Home : News : Commentaries : Display

Chaplain's Corner: Figuring out faith

By Chaplain (CPT) Dale R. DuMont | 6th Engineer Battalion | July 23, 2014


The "Chaplain's Corner" offers perspectives to enhance spiritual/religious resiliency in support of Air Force and Army Comprehensive Fitness programs.

Comments regarding specific beliefs, practices, or behaviors are strictly those of the author and do not convey  endorsement by the U.S. government, the Department of Defense, the Army, the Air Force, Joint Base Elmendorf-Richardson, or the 673d Air Base Wing.

The word faith conjures up as many different emotional images as there are people today. We hear faith echoed in songs on the radio, as in the one by George Michaels, "You got to have faith, faith, faith." Faith comes to us in movies, like in Indiana Jones and the Last Crusade, where Indiana, played by Harrison Ford, is searching for the Holy Grail. In a climactic scene toward the end, Indiana is reading a book of riddles weaving through a maze of razor sharp blades and then he comes to a deep impassable canyon.

He has to go forward to save his dad, so he rereads the book of riddles, which tells him to take a leap of faith. So he closes his eyes, puts his foot out and steps forward and (phew), there was an invisible walkway. His "faith" led him to the Holy Grail.

The images from our media remind us that faith is necessary in life situations, regardless of why you need it, whether being solicited by George Michaels or fighting for life like Indiana Jones. But have you ever wondered, what does this faith hang on? For example, if faith is, "a strong belief or trust in someone or something," as cited by Webster, what is required of the person or thing to deserve our faith? The answer to this is as broad as it is deep.

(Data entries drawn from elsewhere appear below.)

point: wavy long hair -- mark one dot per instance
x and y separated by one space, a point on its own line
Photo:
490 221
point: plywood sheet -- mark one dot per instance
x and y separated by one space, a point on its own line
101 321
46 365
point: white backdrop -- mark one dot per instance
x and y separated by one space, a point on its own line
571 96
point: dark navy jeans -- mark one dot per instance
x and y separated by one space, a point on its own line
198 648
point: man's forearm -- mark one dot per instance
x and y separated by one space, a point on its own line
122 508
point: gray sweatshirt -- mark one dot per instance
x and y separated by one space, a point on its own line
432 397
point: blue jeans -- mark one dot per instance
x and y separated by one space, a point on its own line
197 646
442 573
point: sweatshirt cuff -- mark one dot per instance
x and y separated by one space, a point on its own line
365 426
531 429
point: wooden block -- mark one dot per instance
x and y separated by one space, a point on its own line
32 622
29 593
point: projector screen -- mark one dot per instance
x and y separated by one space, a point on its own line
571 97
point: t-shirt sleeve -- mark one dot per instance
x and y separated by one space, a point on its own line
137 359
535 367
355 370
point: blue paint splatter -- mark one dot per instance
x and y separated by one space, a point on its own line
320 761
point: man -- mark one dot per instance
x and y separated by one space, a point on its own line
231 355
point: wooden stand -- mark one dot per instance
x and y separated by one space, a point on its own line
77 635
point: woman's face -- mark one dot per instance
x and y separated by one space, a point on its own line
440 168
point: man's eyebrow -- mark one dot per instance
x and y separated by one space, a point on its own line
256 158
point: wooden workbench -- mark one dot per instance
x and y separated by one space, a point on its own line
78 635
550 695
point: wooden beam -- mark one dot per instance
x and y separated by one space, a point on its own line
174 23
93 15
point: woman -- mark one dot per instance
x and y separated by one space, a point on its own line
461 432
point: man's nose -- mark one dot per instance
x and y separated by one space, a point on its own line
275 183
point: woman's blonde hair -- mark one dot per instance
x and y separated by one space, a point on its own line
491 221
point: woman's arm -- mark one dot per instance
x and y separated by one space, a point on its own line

For example, Webster's first sentence example on faith is: his supporters have accepted his claims with blind faith. So faith can seem to have little or no basis. But what if this person we trust in faith acts in line with Webster's second example: Our faith in the individual has been badly shaken by the recent scandals.

Faith seems to hang on two hooks. Faith resides in the person giving it and in the character of the object in which it is placed.

First, the giver of faith, even a skeptic, has faith that at least they can clearly comprehend logic, or not. For if you can't trust yourself, then how could you even discern if you doubt or not.

For example, a student asked a professor, "How do I know if I exist?" The professor replied, "And whom may I ask, is asking." Thus faith begins in the character of the heart of the one giving it.

The second home of faith lies in the object to which it is placed. As a word, faith is only about 700 years old. Faith gets its roots from the Latin, term fides, from which we get the word fidelity, the act of being faithful or accurate in detail.

From the roots up we can see the correlation between faithfulness and faith given. Have you ever heard of a bank called Fidelity Trust? I have never heard of a bank called Negligent Doubt?

In order for faith to be given from me or you, then the person or thing we are giving it to must have a sense of faithfulness or fidelity.

We begin to sense that the relationship between the character of a faith giver and the character of the object of faith seems real. For example, if I was in the audience at Arctic Warrior's Chapel and a trusted chaplain stood up front and pulled up a chair, he sat in it, stood up and then said, "who here would like to make a quick $10.00, come sit in this chair, if it holds up, I'll give you $10.00, if it falls when you sit on it, you give me $10.00."
I would let the eager teenager earn $10.00.

However, if I was in Las Vegas at a show and a magician sat on the chair five times, each time escalating the amount and paying out $100.00 the last time, then he said, "Now who would like $1,000,000.00, just sit in the chair, you just have to sign the paperwork here to pay if it falls." If a private from my unit jumps forward eagerly, I would warn him as a skeptic.

For the object of faith is not the chair; it's the character and nature of the magician asking you to sit in the chair. If the private was desperate, I might not be able to convince them, not to gamble with a magician in Vegas.

In our respectful military and democratic culture, which believes the autonomy of ideas on faith is the best way forward, learning our motives to give faith, whether to George Michaels or to a book like the one Indiana Jones was reading, and how to develop the character to earn faith, seems like they need to be a part of our conversations to one another and to our children.

As part of our journey forward, we might respectfully dialogue with one another by asking, what do you have faith in and why?